Cosmo contributor, Oprah guest, and Skull and Bones investigator Robbins (Secrets of the Tomb, 2002) offers a titillating take on sisterhood gone mad.
The author spent a year undercover consorting with sorority girls and describes several disguised sisters, from their unvarying ironed hair to their standardized strappy sandals. Readers will surely learn to beware these Greeks bearing Prada bags from Robbins’s reports on rush week, Greek week, date rush, the Formal, pledging, roommate conflicts, adolescent cruelty, hazing, crushes, grudges, drinking, eating disorders, grotesque body piercing, and much sex (both deliberate and unintended) with the cute fraternity guys, not to mention the candle-passing singing. Her text takes us inside a bizarre place from which those unaccustomed to complex TV soaps or simple pulp romances will seek the nearest exit. A hundred princesses, overcharged with estrogen, are certainly daunting, especially for those to whom the merriment is all Greek. Though the author covers campus pan-Hellenic nuttiness with the thin veneer of a serious study, passages like “Caitlin emerged, wearing a midriff-baring halter top that matched her azure eyes, tight white pants and one of Amy’s gold butterfly clips” are too frequent to support her allegedly sober intent.
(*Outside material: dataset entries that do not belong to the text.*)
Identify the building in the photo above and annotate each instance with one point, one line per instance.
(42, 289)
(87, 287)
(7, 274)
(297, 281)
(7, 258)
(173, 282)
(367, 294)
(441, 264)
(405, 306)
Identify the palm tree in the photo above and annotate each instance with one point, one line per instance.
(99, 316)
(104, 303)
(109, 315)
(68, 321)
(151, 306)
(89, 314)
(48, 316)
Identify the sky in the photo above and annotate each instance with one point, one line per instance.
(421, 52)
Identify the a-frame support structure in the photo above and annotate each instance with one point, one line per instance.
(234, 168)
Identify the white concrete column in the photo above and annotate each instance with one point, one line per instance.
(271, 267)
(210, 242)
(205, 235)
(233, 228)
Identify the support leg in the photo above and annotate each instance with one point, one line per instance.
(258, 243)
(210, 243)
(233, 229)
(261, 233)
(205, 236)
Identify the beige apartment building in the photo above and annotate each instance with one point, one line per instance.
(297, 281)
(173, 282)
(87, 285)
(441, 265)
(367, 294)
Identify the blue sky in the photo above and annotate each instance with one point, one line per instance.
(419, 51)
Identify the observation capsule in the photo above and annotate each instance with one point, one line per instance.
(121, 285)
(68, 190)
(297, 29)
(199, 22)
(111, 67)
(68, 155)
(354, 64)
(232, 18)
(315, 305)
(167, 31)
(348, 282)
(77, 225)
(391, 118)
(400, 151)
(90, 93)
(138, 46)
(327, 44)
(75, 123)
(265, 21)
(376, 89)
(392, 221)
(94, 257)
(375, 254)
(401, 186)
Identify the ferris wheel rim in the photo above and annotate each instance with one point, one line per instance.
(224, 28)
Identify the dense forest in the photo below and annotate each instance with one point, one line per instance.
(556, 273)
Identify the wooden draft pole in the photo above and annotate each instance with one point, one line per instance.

Secret passwords may be revealed and coed fraternities noted as the next big thing, but all is overwhelmed by the monotonous snobbery, inane preoccupations, puerile antics, and jejune rituals. Charming though they may be, it’s ultimately dispiriting to make the acquaintance of Vicky, Bitsy, Fiona, Laura-Ann, and the sisters of Beta Pi and Alpha Rho. Robbins’s final prescriptions for reform are not likely to be taken seriously. Maybe they aren’t meant to be.
This lubricious inquiry may infuriate those who value their sorority pins, but for outsiders it’s merely a tedious guide to the goings-on in chapter houses.